It is February and technically, it is time for another Cooking High episode. The truth is, walking down on Hancock Street I noticed once again how beautiful my neighborhood is. Century old brownstones pleat through the tree lined sidewalks with sandstone stairways, round wooden doors, and stain glass windows. In the summer kids play Double Dutch on the street and old men gather on the stoop of one ‘s house to share stories, people watch, and hang out. Music is coming out of cars, windows, and some times even speakers put out on the sidewalk. Like Biggie says Bed-Stuy is “the livest one”. Smell of food is in the air as soon as the sun warms up the Brooklyn streets and house music echoes through the summer Sunday evenings in Von King Park.

Bedford Stuyvesant is one of the oldest free black communities in the U.S. and a cultural center for the African American population in Brooklyn. Among the natives of this area are Shirley Chisholm, Notorious B.I.G., Chris Rock, Lena Horne, Mos Def, and James "Rocky" Robinson. I even heard that Coltrane once lived on my block and I believe it because I swear I can hear music when I step out of my apartment. This is the place I call home 4882 miles away from where I was born.

Although it has been considered a desirable neighborhood in the last two or three years with new small businesses and organic food section in the grocery store, I remember very well when people would not come to visit me or just raise their eyebrows when I tell them where I live. The stigma of the “do or die” years is still clearly visible from the careless thrown garbage on the sidewalks to the boarded houses or empty lots full of junk that are often part of the landscape. Call that urban charm if you want but it is simply poverty.

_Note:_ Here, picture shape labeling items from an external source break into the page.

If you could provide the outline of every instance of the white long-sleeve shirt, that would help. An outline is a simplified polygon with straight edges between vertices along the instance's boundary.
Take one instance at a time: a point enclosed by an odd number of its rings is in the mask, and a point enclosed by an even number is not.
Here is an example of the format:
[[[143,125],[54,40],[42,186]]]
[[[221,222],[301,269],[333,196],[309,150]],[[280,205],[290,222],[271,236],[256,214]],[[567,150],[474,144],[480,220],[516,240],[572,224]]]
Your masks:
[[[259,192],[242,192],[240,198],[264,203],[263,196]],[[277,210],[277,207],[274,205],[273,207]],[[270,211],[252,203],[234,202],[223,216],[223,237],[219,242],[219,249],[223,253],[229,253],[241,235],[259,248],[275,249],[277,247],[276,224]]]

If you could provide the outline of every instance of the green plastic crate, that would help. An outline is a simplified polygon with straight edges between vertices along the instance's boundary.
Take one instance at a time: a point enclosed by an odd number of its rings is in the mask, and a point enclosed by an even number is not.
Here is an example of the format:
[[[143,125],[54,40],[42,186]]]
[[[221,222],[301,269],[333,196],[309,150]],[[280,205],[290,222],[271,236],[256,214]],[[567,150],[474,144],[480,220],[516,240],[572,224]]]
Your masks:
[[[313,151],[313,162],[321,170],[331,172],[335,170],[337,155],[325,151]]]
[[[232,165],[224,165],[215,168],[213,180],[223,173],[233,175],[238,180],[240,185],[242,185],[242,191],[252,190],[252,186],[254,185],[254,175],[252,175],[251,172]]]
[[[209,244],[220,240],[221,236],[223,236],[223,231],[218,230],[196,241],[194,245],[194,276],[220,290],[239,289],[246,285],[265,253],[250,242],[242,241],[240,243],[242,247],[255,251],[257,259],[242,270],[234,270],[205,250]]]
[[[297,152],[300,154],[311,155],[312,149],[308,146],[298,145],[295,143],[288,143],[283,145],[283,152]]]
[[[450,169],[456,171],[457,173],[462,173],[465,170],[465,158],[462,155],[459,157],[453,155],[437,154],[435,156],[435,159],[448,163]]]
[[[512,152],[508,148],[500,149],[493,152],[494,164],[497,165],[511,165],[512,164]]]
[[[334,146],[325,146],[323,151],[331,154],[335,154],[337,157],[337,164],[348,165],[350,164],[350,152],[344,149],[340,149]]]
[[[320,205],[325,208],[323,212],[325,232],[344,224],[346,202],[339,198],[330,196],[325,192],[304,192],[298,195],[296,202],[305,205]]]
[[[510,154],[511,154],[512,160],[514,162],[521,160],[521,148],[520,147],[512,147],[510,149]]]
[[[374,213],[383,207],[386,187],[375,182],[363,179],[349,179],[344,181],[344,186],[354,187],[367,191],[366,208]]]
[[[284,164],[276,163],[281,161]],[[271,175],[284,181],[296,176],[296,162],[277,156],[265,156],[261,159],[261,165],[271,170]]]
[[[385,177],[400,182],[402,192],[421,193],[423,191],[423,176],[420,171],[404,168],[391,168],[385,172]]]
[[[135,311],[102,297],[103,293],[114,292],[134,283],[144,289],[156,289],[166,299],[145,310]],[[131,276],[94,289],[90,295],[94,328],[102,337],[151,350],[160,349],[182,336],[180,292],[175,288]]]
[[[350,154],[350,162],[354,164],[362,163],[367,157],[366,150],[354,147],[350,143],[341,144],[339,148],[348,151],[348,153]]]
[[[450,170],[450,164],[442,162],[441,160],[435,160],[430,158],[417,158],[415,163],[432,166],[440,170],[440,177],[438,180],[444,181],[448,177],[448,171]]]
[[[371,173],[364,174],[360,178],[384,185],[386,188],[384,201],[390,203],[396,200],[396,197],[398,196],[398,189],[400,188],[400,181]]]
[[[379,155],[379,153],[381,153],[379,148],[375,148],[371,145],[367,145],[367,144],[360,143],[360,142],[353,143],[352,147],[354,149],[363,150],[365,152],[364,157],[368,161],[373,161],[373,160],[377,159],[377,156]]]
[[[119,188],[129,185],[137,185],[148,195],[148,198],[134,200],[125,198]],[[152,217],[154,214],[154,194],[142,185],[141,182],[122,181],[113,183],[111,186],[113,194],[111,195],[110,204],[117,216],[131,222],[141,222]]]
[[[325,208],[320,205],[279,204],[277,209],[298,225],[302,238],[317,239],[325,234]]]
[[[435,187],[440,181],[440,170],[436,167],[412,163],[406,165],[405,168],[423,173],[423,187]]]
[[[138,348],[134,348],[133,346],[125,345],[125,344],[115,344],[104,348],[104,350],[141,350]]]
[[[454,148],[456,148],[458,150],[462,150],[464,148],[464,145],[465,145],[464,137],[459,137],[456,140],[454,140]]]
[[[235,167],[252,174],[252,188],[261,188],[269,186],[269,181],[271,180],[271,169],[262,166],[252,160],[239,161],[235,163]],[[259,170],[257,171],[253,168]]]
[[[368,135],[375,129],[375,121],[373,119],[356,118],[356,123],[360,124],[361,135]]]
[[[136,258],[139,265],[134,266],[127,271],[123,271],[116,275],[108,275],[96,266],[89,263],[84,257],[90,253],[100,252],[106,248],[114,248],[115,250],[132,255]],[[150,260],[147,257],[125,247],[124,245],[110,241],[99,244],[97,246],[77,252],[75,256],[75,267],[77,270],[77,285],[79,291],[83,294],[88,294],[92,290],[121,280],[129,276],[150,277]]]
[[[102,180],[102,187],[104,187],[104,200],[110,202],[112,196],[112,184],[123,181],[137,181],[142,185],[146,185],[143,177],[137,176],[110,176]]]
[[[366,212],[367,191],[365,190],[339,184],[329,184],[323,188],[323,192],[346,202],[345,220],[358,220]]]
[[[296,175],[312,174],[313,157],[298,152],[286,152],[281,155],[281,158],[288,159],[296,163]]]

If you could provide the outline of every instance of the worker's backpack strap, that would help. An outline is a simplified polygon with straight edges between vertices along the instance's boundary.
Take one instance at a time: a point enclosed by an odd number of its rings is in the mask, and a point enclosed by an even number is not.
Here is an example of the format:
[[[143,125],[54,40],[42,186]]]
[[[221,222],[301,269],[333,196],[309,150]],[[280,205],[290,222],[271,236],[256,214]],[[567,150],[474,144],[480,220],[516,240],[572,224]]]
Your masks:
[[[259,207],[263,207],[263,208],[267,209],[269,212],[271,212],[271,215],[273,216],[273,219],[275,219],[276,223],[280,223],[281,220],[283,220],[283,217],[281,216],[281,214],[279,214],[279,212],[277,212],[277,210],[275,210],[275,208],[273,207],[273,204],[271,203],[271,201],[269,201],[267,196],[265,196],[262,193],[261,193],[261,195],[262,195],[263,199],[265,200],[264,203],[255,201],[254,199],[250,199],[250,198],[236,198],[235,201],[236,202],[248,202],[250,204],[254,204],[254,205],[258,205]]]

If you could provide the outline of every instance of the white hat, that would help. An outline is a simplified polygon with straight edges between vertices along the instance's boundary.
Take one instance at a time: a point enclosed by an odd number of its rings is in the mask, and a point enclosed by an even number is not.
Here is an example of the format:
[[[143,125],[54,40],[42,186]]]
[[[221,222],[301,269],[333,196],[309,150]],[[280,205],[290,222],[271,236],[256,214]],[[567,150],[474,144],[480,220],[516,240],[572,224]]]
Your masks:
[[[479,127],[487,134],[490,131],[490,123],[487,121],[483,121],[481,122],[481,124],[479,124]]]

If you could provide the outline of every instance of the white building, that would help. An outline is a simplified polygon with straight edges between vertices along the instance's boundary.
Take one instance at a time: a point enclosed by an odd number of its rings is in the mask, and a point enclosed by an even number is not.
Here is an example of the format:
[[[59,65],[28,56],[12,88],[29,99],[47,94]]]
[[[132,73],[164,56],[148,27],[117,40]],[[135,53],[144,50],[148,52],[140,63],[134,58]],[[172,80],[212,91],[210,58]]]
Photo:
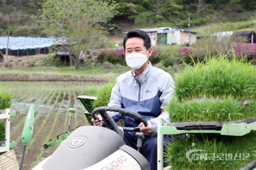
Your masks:
[[[190,36],[190,44],[196,41],[198,32],[186,29],[172,28],[171,27],[157,27],[139,28],[147,32],[151,40],[151,45],[167,44],[183,44],[188,42]],[[127,34],[127,32],[124,33]]]

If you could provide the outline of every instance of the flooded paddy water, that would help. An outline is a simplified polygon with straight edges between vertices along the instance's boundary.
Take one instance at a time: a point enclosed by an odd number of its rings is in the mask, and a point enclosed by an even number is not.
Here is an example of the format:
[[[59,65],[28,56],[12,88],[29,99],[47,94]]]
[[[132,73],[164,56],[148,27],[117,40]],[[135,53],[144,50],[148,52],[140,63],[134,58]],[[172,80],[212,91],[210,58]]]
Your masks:
[[[23,144],[21,133],[31,105],[35,107],[33,135],[28,143],[23,169],[32,169],[50,155],[58,144],[44,150],[43,145],[50,139],[66,131],[68,119],[68,109],[75,108],[75,117],[70,129],[87,123],[86,111],[76,97],[82,89],[93,83],[87,82],[0,82],[0,87],[10,91],[13,96],[12,109],[16,115],[11,117],[10,139],[16,141],[15,149],[20,162]]]

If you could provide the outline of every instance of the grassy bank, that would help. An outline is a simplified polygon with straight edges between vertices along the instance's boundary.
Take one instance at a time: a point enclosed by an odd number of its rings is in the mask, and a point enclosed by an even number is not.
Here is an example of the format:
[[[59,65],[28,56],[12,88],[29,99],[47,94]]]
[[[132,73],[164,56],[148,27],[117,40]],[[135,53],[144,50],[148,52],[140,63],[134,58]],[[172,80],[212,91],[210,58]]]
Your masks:
[[[105,81],[129,70],[128,67],[108,69],[103,66],[79,70],[70,67],[0,68],[0,81]]]

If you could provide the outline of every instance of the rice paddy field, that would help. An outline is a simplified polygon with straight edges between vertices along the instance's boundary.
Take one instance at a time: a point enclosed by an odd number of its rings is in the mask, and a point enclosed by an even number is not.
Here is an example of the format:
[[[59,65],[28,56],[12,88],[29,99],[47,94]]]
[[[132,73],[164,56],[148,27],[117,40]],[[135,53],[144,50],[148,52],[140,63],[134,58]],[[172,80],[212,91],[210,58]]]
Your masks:
[[[31,105],[35,106],[33,135],[27,146],[23,169],[32,169],[50,155],[57,148],[44,150],[44,144],[65,132],[69,108],[76,111],[72,119],[70,129],[86,125],[84,113],[86,110],[76,97],[83,89],[93,83],[84,82],[0,82],[0,87],[9,90],[13,99],[11,108],[16,115],[11,117],[10,139],[16,141],[15,152],[19,162],[23,149],[21,133]]]

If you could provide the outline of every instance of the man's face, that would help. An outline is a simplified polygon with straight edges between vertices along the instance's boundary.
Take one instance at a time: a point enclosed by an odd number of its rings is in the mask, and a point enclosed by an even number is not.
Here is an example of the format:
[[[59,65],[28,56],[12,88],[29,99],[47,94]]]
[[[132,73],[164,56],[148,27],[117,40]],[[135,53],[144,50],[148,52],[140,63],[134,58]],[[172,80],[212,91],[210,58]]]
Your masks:
[[[133,53],[147,54],[148,51],[143,44],[144,41],[141,38],[134,37],[128,38],[125,44],[125,56]]]

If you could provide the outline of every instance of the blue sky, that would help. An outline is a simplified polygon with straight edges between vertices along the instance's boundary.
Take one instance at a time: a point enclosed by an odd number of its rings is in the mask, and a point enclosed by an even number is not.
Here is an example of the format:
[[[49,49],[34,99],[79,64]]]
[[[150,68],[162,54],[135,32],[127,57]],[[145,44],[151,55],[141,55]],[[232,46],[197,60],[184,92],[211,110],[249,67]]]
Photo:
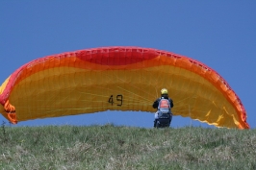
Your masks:
[[[53,54],[102,46],[156,48],[192,58],[220,74],[255,128],[255,9],[256,1],[240,0],[2,0],[0,84],[24,63]],[[2,115],[0,121],[8,122]],[[153,114],[106,111],[18,125],[106,123],[150,128]],[[206,126],[180,116],[171,123],[191,125]]]

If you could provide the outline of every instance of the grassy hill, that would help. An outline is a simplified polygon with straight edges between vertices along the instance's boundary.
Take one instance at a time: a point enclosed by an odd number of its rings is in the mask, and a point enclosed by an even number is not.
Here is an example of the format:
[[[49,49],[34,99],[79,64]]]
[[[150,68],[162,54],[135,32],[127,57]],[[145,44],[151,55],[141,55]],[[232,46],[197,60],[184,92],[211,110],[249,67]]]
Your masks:
[[[0,130],[1,169],[256,169],[256,131],[105,126]]]

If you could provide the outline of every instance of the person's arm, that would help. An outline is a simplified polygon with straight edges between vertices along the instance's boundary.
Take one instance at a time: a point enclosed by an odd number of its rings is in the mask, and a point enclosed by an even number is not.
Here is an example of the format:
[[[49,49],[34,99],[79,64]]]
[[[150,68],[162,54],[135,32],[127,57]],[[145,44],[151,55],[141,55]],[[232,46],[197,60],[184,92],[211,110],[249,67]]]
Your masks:
[[[172,101],[172,99],[169,98],[168,101],[169,101],[170,108],[173,108],[174,105],[173,105],[173,101]]]
[[[153,103],[153,109],[157,109],[158,108],[158,104],[159,104],[159,100],[157,99],[154,103]]]

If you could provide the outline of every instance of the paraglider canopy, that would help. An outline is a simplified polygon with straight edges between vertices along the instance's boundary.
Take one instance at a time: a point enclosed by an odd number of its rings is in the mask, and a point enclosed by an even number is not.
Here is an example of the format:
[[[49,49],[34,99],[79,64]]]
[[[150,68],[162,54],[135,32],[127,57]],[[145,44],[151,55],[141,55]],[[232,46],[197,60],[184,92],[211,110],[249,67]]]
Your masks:
[[[241,100],[215,70],[140,47],[93,48],[32,61],[0,86],[0,112],[12,123],[108,109],[154,112],[152,102],[163,86],[171,91],[173,115],[249,128]]]

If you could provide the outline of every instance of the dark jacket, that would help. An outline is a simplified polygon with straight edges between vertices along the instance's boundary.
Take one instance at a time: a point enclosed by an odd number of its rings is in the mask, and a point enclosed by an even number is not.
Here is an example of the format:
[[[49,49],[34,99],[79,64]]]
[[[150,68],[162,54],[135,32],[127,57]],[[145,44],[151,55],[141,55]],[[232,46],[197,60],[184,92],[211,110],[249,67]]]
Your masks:
[[[170,105],[170,108],[173,108],[173,101],[172,101],[172,99],[170,99],[168,96],[166,96],[166,95],[163,95],[162,97],[164,97],[164,99],[168,99],[168,101],[169,101],[169,105]],[[154,103],[153,103],[153,108],[154,109],[158,109],[158,105],[159,105],[159,102],[161,101],[161,99],[162,99],[162,97],[160,97],[160,98],[158,98]]]

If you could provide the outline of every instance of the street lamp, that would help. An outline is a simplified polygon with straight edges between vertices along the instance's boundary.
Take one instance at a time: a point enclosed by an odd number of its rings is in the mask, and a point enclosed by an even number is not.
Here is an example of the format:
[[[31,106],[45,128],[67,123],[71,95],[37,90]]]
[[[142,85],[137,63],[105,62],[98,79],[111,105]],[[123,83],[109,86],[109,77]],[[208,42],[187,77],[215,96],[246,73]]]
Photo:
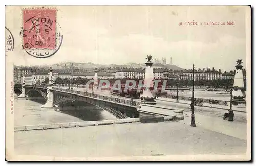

But Bed Stuy wasn’t always a ghetto; in the late 1800s the village of Bedford was an exclusive and highly desirable suburb for rich New Yorkers of Dutch and German descent. Market pressure led to rapid urbanization of the area: “the suburban district of freestanding frame and brick homes was gradually transformed into a more urban neighborhood of brick and brownstone row houses.” Crucial for popularizing the area was the construction of the electric trolleys and the Fulton Street Elevated. With the rapid urbanization the demographics of the neighborhood changed dramatically. Jews, Italians, West Indians, Irish and other ethnic groups settled in this declining yet still comparatively appealing area. Many homeowners were becoming too poor to pay their property taxes or just wanted to sell before their property devaluated further. The depreciation was corresponded to the massive migration of black Southerners and West Indians to New York that began in the 1910s and 20s. Bedford became port of call for black immigrants due to its proximity to already existing Black communities in Weeksville, Carrsville, and Fort Green. The brownstones quickly switched ownership and Black in-comers filled up the houses abandoned by previous immigrants but not without the resistance of white homeowners who tried to persuade people not to or simply refused to sell to the black newcomers. Often black families were forced to pay $20 000 for a house that at the time was sold for $3000. The construction of the A train in the 1930s made the commute between Harlem and Bedford much easier and many people came from uptown to central Brooklyn, which offered more jobs and better housing. Institutionalized racism, segregation, economic crisis, unemployment, and predatory real estate practices were some of the main reasons for the decline and “slumification” of Bedford-Stuyvesant. “The schools were not receiving adequate support, city services and public works were almost non-existent,” and the police is still feared rather than reassuring. In the late 70’s and early 80’s crack hit the streets and some of the darkest times begun. For a glimps of what is it like to live in the ghetto just play a Biggie record and you’ll get a pretty good idea.